J’ai été réincarné en une Académie de Magie ! – Tome 4 – Chapitre 59 – Partie 2

***

Chapitre 59 : La bataille nocturne

Partie 2

[Point de vue d’Ayuseya]

Pendant que les autres étaient à la recherche d’Illsy en pleine nuit, j’étais restée dans l’auberge, l’attendant dans notre chambre. Pour passer le temps, j’avais regardé par la fenêtre et poli l’épée qu’il m’avait faite.

Je ne peux m’empêcher de penser à ce que Shanteya a dit... Hier soir, était-ce vraiment Illsy ou les Ténèbres dont il m’a parlé ? Cette chose a-t-elle pris le contrôle de son corps ? Peut-être qu’il l’a emmené quelque part pour construire un donjon ou pire..., avais-je pensé en essayant de ne pas trop m’inquiéter à ce sujet.

Illsy était un adulte à plus d’un titre, donc il aurait dû être capable de prendre soin de lui sans problème. Que ce soit des bandits ou des Suprêmes, je doutais à peine qu’il y ait quelqu’un dans cette ville capable de l’affronter. La seule menace pour lui était l’obscurité à l’intérieur de lui.

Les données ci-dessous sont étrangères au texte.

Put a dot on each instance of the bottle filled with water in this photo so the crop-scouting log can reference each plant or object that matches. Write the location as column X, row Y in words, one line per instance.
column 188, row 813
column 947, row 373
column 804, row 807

Si ce qu’il avait dit à ce sujet était vrai, alors ce n’était qu’une question de temps avant qu’il ne tombe sous son contrôle ou apprenne à le contrôler. Ce que je ne comprenais pas, c’est pourquoi il ne l’avait pas fait plus tôt ? Pourquoi manquait-il de motivation et de désir pour repousser la seule menace à sa vie avec nous ?

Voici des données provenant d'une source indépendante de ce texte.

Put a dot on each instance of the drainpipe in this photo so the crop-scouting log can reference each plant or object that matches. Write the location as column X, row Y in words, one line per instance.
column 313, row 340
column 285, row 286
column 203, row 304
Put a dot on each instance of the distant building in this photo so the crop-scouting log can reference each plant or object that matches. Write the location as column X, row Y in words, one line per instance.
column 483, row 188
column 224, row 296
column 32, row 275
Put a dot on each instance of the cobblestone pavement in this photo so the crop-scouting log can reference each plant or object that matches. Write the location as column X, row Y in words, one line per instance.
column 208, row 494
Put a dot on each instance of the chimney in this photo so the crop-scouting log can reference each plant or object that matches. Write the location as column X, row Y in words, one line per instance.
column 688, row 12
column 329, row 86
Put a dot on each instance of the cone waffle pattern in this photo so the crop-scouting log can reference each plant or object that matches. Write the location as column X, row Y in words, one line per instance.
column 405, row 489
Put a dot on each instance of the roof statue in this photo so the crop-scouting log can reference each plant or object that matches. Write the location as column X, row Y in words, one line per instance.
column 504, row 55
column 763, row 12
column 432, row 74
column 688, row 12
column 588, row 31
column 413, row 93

Je ne peux m’empêcher de me demander si, pour une raison ou une autre, Illsy ne peut pas accepter sa vie avec nous... et cette obscurité est en fait un moyen pour lui de fuir si jamais les choses deviennent trop... compliquées. J’avais secoué la tête.

C’était une pensée très étrange, complètement irréaliste et improbable. Pourquoi Illsy aurait-il l’impression de ne pas pouvoir accepter sa vie ? C’était un donjon après tout... Si c’était un paysan maltraité, je pourrais comprendre, mais lui ? Non... ce n’est pas possible.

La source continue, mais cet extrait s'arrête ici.